Originally posted by: blahblah99
Please, if you offer a contradiction, then show a mathematical proof instead of an opinionated one.

That's like asking John Ashcroft to present evidence against evolution, instead of saying "it's not very likely for humans to evolve". 😉

 

[Dinominant]

OK, here is a valid proof aquired from Dr. Math:

Proof: 0.9999... = Sum 9/10^n
(n=1 -> Infinity)

= lim sum 9/10^n
(m -> Infinity) (n=1 -> m)

= lim .9(1-10^-(m+1))/(1-1/10)
(m -> Infinity)

= lim .9(1-10^-(m+1))/(9/10)
(m -> Infinity)

= .9/(9/10)

= 1

Here is another one:

x = 0.9999...
10x = 9.9999...
10x - x = 9.9999... - 0.9999...
9x = 9
x = 1

 

[Cogman]

I just thought about it, and an infinity .000 with a one tagged on the end really does not work, because the zeros are infinit there will never actually be and end for the one to be tagged on to. Anyone following what im saying?

 

[imgod2u]

Originally posted by: Amorphus
Wait, so is
0.0000.....1 = 0? assuming an infinite number of zeroes.

You can "prove" things mathematically (like the researchers "proved" that bees could not fly in the oft-cited story), but the issue of .999...=1 is a philosophical question. Can something be so insignificantly small such that it is actually nothing? 😕

Seeing as numbers aren't a natural thing, I don't think so. The number system is a human construct. So it is perfectly reasonable for people to define it whichever way they wish, provided it reflects observations. The issue with 0.999[r] and 1 being the same is simply a case in which two representations happen to imply the same quantity. So we define it as such.

 

[cquark]

Originally posted by: imgod2u
Seeing as numbers aren't a natural thing, I don't think so. The number system is a human construct. So it is perfectly reasonable for people to define it whichever way they wish, provided it reflects observations.

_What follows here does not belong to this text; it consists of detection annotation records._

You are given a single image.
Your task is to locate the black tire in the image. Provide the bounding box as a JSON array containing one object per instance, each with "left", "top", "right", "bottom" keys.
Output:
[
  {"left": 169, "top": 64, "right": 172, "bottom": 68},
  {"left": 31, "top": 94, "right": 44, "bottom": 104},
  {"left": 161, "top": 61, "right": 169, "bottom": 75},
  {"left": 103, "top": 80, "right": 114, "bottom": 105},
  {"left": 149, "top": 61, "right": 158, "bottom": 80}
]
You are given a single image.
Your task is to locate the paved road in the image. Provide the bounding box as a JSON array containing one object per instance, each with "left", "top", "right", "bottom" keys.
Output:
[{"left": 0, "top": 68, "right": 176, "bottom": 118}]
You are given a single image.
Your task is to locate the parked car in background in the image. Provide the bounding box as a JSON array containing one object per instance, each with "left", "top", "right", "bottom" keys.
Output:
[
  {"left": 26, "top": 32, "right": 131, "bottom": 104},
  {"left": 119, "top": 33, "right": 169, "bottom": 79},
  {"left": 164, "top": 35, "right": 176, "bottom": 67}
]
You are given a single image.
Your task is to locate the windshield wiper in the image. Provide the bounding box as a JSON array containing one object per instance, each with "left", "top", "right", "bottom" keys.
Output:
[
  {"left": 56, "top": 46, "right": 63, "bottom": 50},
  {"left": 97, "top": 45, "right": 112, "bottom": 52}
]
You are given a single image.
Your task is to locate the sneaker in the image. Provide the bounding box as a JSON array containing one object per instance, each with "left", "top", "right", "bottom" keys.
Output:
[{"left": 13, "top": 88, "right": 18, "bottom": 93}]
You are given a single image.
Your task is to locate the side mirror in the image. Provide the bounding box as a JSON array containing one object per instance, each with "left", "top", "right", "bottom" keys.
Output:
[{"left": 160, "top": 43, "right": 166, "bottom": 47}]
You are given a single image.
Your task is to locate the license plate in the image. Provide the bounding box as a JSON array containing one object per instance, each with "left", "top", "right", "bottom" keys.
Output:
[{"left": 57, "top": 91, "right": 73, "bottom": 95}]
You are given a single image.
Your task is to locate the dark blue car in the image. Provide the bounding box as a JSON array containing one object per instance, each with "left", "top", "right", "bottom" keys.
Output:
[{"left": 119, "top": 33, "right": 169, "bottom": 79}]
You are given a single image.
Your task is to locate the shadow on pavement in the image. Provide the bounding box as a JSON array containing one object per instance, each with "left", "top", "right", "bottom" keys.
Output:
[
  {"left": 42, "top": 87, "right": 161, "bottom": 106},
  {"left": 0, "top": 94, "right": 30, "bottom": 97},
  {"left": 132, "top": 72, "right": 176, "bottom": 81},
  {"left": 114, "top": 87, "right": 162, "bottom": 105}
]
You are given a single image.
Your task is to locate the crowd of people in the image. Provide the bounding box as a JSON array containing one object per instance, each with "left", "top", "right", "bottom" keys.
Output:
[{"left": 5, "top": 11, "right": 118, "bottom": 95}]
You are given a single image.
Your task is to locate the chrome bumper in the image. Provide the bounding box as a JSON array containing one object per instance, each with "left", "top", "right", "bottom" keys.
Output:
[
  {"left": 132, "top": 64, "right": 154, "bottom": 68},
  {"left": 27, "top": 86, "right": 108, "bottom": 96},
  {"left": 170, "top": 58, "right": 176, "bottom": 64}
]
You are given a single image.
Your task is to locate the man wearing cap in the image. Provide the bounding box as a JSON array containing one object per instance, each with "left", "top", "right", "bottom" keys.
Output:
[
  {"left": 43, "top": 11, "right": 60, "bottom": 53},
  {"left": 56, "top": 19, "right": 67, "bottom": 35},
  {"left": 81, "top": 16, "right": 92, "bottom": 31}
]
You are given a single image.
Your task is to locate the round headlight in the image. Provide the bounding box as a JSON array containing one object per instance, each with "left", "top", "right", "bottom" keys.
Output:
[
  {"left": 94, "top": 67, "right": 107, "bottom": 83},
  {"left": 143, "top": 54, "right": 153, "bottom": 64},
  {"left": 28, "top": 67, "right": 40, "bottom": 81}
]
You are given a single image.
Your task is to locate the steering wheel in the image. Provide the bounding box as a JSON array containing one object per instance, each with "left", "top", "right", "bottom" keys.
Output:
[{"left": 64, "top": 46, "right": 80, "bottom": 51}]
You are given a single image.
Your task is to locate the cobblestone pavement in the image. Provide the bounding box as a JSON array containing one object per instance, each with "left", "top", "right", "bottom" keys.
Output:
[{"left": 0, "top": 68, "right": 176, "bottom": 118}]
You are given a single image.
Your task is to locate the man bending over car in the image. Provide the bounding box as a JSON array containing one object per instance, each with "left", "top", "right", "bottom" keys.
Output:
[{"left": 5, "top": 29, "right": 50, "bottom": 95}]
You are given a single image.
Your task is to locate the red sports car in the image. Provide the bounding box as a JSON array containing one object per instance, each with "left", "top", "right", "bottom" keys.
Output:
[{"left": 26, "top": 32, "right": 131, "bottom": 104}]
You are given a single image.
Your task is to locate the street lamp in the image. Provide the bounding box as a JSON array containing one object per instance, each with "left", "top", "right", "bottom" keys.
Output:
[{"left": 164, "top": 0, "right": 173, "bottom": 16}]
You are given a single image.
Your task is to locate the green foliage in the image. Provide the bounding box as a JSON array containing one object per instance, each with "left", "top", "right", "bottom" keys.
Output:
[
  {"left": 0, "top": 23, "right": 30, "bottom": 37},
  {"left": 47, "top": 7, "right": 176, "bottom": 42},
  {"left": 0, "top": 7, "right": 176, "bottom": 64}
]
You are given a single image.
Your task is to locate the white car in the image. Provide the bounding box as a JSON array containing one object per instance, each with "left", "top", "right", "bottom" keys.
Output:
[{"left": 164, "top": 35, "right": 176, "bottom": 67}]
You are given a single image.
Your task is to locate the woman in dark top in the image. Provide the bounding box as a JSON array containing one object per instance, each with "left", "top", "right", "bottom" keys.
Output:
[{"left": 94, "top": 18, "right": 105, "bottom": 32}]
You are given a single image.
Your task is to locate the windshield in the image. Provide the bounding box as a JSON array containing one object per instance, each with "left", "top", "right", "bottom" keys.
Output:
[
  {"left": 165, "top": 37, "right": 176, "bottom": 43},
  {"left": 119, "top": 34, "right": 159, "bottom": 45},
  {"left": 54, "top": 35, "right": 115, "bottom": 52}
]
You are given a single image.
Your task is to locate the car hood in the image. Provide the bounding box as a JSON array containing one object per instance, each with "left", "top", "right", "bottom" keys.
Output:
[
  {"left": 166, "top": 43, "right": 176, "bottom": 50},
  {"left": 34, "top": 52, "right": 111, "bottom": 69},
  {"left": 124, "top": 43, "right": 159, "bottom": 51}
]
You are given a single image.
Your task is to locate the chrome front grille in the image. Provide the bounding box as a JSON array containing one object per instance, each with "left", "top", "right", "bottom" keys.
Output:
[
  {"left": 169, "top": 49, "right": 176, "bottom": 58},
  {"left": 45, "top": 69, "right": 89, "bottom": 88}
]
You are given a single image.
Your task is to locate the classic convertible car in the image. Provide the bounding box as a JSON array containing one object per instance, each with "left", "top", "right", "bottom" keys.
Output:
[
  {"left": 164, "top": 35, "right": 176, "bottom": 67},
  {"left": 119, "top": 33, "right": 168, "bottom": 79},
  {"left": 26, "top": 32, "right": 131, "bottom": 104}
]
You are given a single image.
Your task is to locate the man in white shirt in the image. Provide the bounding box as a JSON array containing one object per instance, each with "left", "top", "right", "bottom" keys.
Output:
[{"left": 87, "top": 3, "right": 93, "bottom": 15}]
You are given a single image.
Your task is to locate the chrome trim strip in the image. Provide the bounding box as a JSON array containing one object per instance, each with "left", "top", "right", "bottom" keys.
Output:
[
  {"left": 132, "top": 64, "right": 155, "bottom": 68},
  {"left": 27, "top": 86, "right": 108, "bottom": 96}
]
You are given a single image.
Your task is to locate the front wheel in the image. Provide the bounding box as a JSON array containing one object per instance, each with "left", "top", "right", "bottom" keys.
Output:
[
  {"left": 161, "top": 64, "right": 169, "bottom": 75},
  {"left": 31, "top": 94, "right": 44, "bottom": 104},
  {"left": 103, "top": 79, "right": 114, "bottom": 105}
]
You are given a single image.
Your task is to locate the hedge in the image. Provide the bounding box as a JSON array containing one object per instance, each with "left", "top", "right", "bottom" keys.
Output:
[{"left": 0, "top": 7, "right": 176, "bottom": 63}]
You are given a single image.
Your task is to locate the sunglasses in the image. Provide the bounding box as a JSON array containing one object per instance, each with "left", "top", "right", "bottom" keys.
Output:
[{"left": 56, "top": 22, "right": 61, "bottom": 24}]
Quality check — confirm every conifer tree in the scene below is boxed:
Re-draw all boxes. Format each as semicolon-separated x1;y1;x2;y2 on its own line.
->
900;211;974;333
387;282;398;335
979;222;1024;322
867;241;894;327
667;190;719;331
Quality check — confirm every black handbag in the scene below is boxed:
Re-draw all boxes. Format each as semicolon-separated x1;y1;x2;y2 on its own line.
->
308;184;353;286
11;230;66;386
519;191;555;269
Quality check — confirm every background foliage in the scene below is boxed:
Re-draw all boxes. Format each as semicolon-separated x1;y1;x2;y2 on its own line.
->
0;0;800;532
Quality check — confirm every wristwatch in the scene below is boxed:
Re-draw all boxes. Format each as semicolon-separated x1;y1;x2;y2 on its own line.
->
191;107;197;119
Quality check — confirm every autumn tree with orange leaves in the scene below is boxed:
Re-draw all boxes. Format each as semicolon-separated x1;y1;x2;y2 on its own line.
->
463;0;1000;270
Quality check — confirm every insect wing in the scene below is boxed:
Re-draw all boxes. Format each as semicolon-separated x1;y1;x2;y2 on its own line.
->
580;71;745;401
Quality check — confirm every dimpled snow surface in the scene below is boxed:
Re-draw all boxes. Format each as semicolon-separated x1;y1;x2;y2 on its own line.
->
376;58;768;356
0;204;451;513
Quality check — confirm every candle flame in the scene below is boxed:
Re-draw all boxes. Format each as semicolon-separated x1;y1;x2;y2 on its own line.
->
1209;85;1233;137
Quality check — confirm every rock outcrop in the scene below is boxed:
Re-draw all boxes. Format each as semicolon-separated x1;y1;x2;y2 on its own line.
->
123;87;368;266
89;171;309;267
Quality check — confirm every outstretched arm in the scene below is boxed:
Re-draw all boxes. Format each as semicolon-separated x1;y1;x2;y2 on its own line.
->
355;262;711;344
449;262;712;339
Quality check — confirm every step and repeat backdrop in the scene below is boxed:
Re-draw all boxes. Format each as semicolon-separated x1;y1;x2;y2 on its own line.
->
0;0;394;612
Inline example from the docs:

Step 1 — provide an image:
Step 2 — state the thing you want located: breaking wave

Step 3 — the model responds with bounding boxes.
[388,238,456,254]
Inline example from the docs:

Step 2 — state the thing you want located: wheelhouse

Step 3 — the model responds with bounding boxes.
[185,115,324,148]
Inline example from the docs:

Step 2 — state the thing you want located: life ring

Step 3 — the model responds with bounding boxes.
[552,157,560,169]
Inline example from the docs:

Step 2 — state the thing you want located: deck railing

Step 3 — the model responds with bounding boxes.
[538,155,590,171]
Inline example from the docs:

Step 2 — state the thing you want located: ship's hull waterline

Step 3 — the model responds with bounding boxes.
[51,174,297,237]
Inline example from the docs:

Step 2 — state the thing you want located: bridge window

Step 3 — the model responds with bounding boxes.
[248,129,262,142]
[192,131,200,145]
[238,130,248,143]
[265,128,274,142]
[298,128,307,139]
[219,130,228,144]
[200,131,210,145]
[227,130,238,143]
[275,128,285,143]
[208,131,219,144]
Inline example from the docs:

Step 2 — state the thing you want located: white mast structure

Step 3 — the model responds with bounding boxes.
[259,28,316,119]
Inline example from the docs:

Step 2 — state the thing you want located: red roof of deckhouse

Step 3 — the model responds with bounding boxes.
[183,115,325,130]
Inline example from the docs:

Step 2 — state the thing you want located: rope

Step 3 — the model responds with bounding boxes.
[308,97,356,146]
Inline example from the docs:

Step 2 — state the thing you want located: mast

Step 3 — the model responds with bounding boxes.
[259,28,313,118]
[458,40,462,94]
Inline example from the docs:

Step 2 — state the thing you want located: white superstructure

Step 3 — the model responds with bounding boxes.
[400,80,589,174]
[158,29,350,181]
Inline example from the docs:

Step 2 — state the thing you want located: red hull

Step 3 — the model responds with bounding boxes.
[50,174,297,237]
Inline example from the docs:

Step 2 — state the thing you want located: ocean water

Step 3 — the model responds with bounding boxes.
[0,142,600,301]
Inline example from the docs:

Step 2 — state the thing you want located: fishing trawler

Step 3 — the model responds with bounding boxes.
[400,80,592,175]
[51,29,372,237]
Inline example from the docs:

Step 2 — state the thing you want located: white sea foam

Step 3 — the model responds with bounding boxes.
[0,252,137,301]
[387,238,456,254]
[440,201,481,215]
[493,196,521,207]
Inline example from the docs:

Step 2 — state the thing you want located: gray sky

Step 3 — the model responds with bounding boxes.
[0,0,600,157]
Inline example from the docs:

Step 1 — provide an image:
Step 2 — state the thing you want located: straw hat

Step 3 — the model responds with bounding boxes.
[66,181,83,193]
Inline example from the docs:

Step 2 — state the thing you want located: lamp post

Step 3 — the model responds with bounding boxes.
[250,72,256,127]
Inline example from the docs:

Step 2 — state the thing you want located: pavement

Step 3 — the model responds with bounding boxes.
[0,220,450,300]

Mathematics is a human construct and I agree up to a point: there's no need for mathematics to reflect the world. There's a need for science to use the parts of mathematics that reflect scientific observations, but there's no reason for mathematics to be limited to the parts useful to the sciences.

In any case, attempting to apply your intuition about finite sets and sequences to infinite sets and sequences will almost always lead you astray, as it does in this example of infinite decimal sequences. If you want another counterintuitive example, how about the fact that the size (cardinality) of the set of all integers is the same as the size of the set of just the odd integers?